“Be joyful in hope, patient in affliction, faithful in prayer.” Romans 12:12
Easier said than done. We’ve been through a very dark time. Mary Addison has had seizures almost daily for 23 years, but recently, she would come out of seizures unable to walk, talk, even swallow. Just when she was making a little progress, another wave of seizures would hit, rendering her incapacitated again. We actually thought she’d had a stroke. Terrifying to say the least.
During this scary time, our regular caregiver had to leave us due to government red tape. So our normally active world shrunk down to my husband and I taking turns sleeping in the armchair beside the sofa where she lay, unable to even turn over on her own. We did countless loads of sheets, bed pads and pajamas soiled by her inability to get up and get to the bathroom. We prepared liquid meals for her to sip through a straw. We backed out of social obligations and hunkered down, watching hour after hour of Gunsmoke with her. We prayed. We cried. We got mad. We wondered if this was the beginning of the end.
Then, through a series of teeny tiny miracles (including intense prayer time with friends and an amazing tea), the shroud of seizures began to lift. She smiled. Oh how beautiful was that smile from a face that had been blank and drooling. She regained enough strength to be assisted from the sofa to the porta-pot. No more wet sheets and diapers. Yay! She ate yogurt. Hooray! We knew we had turned a corner when she was able to go to the park again in a wheelchair. Oh, thank God for that wheelchair! Every little thing became a celebration. It was like cheering for a marathon runner who was coming into the home stretch, wrung out, but determined. Lots of high fives and “You can do it!”
We are still on the journey back from the brink, but she is walking and talking again. The wheelchair is now back in the garage. It is a reminder of how far Mary Addison has come. It is a reminder of how much we have to be grateful for. It symbolizes the trials and difficulties that can arise any time in our carefully organized lives and wreak havoc.

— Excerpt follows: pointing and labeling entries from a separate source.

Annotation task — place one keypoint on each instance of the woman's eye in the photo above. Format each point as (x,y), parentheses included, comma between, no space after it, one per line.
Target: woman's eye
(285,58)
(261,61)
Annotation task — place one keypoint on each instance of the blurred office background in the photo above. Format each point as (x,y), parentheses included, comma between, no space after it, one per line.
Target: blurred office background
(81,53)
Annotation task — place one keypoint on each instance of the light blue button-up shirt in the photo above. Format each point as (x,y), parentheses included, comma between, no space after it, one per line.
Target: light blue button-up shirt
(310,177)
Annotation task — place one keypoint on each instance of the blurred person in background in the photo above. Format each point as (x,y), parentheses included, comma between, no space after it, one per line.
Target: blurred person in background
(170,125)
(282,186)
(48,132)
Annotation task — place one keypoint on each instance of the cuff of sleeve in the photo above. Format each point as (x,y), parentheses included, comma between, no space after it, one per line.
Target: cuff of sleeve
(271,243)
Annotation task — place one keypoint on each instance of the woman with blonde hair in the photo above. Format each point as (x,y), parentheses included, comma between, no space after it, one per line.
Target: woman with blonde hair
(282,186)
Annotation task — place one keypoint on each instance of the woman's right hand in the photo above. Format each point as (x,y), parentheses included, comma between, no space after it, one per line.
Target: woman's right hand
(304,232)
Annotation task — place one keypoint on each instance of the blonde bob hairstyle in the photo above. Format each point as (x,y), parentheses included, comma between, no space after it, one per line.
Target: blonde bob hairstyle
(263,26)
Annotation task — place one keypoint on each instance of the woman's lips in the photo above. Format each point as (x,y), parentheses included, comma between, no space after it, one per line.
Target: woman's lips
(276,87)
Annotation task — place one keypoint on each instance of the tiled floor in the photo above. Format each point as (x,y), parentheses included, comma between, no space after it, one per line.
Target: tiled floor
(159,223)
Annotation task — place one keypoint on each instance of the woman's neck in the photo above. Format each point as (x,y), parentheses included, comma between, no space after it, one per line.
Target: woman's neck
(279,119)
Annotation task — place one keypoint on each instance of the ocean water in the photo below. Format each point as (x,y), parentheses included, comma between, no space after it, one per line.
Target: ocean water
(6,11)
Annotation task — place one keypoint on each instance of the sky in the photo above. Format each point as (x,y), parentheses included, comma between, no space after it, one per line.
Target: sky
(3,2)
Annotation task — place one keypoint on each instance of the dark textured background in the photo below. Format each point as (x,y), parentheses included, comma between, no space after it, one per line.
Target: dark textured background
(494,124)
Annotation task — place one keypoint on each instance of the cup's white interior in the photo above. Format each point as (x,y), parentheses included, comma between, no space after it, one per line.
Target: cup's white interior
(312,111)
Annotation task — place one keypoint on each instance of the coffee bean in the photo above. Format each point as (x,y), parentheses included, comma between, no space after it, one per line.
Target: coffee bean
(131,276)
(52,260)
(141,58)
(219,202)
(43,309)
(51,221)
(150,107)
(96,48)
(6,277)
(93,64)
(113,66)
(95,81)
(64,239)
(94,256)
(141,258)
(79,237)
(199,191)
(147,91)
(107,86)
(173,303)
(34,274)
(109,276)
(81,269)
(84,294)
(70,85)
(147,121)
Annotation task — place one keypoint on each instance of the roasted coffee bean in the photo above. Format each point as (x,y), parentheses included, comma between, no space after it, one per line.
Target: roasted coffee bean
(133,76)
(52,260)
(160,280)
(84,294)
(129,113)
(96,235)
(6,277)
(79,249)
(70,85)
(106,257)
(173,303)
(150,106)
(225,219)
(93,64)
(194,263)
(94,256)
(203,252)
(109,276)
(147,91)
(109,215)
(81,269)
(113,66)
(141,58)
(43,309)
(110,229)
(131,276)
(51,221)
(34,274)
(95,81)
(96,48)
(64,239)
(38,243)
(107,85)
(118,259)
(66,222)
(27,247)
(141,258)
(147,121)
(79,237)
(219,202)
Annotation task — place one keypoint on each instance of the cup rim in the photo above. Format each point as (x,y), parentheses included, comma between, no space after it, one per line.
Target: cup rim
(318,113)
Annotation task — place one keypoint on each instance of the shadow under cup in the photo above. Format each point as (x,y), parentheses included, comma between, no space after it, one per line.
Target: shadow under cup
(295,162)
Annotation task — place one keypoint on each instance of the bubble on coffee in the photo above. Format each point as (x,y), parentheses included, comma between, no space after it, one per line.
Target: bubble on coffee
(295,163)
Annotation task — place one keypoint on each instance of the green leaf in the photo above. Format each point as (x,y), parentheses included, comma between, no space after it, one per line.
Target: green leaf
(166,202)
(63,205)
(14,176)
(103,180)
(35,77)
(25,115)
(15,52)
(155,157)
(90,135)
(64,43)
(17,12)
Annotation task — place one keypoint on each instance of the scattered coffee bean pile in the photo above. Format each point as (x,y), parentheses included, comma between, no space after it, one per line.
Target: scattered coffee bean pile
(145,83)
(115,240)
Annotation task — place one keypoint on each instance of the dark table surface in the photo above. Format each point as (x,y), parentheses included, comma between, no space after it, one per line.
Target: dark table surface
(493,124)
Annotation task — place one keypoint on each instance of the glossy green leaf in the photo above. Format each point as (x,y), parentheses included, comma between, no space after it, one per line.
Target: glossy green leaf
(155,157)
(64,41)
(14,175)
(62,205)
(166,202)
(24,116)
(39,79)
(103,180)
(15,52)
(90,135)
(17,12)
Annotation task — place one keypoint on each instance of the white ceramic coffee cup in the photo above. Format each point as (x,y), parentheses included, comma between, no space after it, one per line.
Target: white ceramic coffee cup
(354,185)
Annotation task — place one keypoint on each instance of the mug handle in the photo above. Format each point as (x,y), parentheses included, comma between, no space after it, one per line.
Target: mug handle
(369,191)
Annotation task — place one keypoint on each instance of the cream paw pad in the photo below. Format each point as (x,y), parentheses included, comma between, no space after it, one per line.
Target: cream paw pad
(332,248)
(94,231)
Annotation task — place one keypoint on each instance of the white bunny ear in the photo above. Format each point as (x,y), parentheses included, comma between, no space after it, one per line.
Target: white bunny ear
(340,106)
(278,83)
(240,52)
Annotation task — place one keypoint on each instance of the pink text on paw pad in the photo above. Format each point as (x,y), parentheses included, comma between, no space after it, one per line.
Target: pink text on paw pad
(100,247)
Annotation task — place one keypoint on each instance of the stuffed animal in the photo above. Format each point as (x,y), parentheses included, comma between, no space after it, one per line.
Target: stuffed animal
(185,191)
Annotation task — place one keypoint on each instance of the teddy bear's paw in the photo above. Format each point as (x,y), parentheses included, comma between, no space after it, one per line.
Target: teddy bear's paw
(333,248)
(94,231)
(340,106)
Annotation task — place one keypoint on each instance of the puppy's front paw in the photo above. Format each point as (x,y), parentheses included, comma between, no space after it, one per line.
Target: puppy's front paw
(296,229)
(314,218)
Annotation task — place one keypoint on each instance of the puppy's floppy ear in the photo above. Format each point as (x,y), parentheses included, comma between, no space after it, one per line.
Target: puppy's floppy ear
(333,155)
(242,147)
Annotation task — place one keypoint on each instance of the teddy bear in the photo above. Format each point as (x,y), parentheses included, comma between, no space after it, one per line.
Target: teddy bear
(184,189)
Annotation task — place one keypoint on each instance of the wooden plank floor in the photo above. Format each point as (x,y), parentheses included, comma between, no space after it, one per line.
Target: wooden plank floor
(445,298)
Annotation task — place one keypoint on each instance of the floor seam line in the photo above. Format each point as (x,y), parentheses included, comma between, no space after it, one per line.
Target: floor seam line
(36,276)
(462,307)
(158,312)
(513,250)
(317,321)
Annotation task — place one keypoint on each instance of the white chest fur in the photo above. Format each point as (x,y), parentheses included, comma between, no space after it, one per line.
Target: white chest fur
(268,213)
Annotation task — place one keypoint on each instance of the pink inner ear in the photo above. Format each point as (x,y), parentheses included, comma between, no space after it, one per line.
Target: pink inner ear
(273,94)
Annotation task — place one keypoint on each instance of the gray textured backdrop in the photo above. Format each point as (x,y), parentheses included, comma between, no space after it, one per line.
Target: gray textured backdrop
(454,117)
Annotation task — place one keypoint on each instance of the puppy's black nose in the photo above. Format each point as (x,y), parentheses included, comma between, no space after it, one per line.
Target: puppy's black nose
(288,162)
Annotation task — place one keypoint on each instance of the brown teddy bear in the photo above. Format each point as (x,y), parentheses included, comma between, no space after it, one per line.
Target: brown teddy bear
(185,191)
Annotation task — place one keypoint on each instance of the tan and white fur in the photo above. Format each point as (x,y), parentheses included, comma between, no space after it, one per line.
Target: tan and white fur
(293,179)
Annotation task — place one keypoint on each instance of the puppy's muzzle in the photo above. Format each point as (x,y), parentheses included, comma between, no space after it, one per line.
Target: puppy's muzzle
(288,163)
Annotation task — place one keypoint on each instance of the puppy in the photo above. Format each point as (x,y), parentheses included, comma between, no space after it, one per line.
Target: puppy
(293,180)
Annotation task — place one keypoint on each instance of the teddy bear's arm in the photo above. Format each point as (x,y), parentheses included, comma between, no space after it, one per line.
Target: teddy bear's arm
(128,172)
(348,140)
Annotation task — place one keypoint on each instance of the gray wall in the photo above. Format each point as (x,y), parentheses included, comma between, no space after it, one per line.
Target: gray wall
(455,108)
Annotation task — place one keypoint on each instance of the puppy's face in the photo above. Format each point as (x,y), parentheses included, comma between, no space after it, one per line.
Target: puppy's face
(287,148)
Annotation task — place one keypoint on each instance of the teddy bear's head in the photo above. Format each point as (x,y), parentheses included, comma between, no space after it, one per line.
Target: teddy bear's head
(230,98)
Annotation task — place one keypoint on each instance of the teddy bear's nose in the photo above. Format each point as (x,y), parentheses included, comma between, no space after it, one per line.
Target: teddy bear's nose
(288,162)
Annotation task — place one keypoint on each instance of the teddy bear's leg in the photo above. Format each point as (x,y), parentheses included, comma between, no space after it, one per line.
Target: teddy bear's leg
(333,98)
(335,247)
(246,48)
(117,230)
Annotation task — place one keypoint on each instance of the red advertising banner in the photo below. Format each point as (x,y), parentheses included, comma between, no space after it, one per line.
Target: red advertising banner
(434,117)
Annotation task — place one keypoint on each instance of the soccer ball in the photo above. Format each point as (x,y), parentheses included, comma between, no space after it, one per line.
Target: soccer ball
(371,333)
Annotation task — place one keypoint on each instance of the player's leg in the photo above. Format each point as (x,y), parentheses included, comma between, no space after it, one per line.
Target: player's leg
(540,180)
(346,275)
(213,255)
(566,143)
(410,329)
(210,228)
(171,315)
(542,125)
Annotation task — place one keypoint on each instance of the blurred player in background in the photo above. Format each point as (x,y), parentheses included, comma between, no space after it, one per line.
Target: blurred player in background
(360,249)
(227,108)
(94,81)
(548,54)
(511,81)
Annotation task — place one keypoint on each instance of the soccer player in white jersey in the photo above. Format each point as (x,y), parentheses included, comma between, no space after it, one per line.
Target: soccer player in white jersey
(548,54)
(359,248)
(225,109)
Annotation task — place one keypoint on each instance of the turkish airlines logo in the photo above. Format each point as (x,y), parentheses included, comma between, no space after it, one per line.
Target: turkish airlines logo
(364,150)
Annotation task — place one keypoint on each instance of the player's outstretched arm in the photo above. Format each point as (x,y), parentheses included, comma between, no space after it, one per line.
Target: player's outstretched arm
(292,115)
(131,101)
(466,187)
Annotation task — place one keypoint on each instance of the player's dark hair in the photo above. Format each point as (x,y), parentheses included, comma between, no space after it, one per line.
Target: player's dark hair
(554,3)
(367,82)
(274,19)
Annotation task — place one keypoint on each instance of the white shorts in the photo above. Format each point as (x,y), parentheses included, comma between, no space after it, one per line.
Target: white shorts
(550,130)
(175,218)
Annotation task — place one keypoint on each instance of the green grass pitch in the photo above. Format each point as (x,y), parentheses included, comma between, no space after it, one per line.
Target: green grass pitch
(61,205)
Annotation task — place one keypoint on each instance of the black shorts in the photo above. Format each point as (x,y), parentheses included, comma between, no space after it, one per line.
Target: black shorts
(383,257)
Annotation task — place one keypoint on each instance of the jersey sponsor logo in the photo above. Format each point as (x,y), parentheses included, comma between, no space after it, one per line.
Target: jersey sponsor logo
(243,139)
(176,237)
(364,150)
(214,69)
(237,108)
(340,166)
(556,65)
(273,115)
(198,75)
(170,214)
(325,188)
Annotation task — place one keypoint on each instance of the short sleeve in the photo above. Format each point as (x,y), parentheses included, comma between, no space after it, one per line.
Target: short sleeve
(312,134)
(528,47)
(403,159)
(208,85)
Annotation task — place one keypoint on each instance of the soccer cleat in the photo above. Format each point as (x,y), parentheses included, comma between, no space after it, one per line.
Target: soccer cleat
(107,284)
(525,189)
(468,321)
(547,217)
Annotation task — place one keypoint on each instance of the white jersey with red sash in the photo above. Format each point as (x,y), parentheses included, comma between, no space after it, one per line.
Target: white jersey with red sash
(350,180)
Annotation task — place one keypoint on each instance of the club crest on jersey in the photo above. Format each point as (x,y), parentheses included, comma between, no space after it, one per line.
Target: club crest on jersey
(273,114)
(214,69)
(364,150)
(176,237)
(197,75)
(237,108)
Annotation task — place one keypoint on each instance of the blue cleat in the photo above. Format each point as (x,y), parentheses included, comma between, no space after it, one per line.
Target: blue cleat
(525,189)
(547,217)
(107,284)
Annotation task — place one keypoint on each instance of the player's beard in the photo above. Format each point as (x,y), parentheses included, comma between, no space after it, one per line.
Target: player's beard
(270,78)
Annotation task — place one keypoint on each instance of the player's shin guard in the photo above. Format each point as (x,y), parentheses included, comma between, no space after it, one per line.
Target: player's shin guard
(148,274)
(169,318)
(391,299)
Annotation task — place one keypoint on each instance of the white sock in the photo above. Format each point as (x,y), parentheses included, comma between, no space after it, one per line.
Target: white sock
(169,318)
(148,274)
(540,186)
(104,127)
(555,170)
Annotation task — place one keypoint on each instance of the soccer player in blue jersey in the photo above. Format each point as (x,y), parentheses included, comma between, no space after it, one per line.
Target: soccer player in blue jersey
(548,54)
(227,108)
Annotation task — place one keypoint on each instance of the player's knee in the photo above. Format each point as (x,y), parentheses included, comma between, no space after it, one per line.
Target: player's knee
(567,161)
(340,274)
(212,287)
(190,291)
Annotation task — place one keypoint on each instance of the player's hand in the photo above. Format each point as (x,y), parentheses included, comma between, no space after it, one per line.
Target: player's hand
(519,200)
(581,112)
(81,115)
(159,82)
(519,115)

But the beauty of these experiences is that we have learned where to turn for hope and strength and we KNOW that where there is hope, there is joy. So now in all this we can greatly rejoice, though now for a little while we may have had to suffer grief in all kinds of trials. We know these have come so that the proven genuineness of our faith — of greater worth than gold, which perishes even though refined by fire — may result in praise, glory and honor when Jesus Christ is revealed. (1 Peter 1:6-7)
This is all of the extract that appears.